De stem van omwonenden en toekomstige bewoners speelt een doorslaggevende rol bij ontwerp en realisatie van de woningen die Heijmans bouwt in de Amsterdamse Spaarndammerbuurt. Het laat zien hoe bewonersparticipatie de betrokkenheid en de cohesie in de buurt vergroot.
Toen de gemeente Amsterdam aankondigde middenin de Spaarndammerbuurt woningbouw te willen realiseren, zorgde dat voor veel commotie onder omwonenden. Om op die betrokkenheid in te spelen, beloofde de gemeente dat omwonenden mochten meedenken over het vervolg van het project via een uitgebreid participatietraject.
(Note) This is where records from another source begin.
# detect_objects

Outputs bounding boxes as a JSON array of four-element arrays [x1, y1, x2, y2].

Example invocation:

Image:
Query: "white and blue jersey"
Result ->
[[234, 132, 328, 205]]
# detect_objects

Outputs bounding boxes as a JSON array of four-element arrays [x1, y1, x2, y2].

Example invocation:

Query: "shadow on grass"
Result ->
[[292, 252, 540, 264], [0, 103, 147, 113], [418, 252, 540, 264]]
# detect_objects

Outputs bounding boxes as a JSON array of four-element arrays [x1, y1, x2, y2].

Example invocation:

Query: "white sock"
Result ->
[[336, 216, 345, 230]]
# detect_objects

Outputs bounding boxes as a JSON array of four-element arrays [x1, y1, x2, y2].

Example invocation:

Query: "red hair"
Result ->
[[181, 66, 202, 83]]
De stem van bewoners telde zelfs voor een derde mee bij de gunning van het project. Heijmans won de tender, mede dankzij de belangrijke rol die de inspraak van omwonenden en toekomstige bewoners in het plan kreeg.
Binnentuin
Co-creatie expert Caro Niestijl was betrokken bij het participatietraject van de gemeente en is vervolgens door Heijmans gevraagd om tijdens de uitvoering van het project verschillende werkgroepen te begeleiden.
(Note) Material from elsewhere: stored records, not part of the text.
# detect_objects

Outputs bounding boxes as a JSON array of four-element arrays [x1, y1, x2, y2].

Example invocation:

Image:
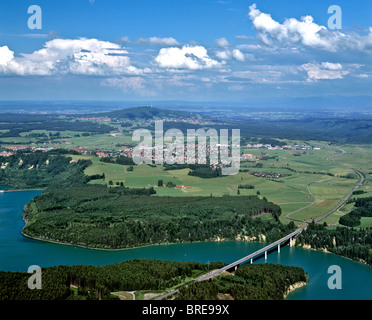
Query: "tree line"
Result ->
[[176, 264, 308, 300], [23, 185, 295, 249]]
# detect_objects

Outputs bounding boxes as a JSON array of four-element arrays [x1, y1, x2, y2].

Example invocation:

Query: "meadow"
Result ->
[[64, 142, 372, 227]]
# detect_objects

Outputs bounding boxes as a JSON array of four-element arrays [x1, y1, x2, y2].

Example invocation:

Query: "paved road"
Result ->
[[154, 228, 304, 300], [155, 148, 364, 300]]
“Er zijn allerlei sessies georganiseerd, onder andere voor inspraak in de kleur van de baksteen, de kunstwerken en de inrichting van de straat. Dat heb ik voornamelijk met omwonenden gedaan. Toen alle huizen waren verkocht, ben ik begonnen met een werkgroep voor de inrichting van de binnentuin”, vertelt ze.
Om het proces van het gezamenlijk inrichten van de binnentuin te stroomlijnen, organiseerde Niestijl drie bijeenkomsten. De eerste had als doel een kader mee te geven en een gezamenlijke visie te vormen. “Er waren eigenlijk maar twee belangrijke voorwaarden die het kader bepaalde: het moest een gemeenschappelijke tuin worden – die dus ook gezamenlijk wordt onderhouden – en de tuin moest biodivers worden.”
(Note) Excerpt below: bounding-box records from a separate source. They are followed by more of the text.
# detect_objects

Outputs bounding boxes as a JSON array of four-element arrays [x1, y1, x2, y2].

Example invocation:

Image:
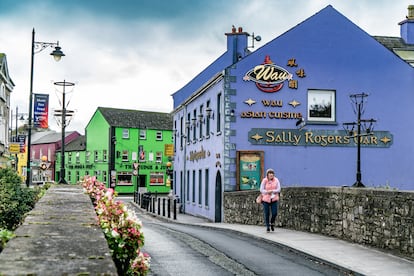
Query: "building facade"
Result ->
[[29, 131, 80, 183], [85, 107, 173, 193], [173, 5, 414, 221], [0, 53, 14, 168], [55, 135, 86, 184]]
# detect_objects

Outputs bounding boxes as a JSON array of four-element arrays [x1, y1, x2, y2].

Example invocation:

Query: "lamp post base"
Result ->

Niestijl koos er bewust voor om bewoners al vóór het eerste ontwerp te betrekken. “Als je bewoners zou laten kiezen uit een aantal ontwerpen, creëer je geen eigenaarschap. Je wilt ze op visieniveau meenemen, bedoeling is dat ontwerp echt van de bewoners is.”
Ideeën formuleren
Om dat te bereiken, kwamen de toekomstige bewoners bij elkaar in Museum Het Schip en gingen in groepjes aan de slag met hun visie. “Het grappige was dat je niet met je partner in een groepje mocht, dus moest je echt even voor jezelf formuleren wat je ideeën waren. Van tevoren dacht ik dat we enorme discussies zouden krijgen, maar dat bleek helemaal niet zo te zijn”, vertelt toekomstige bewoner Ingeborg over de tuinmeetings.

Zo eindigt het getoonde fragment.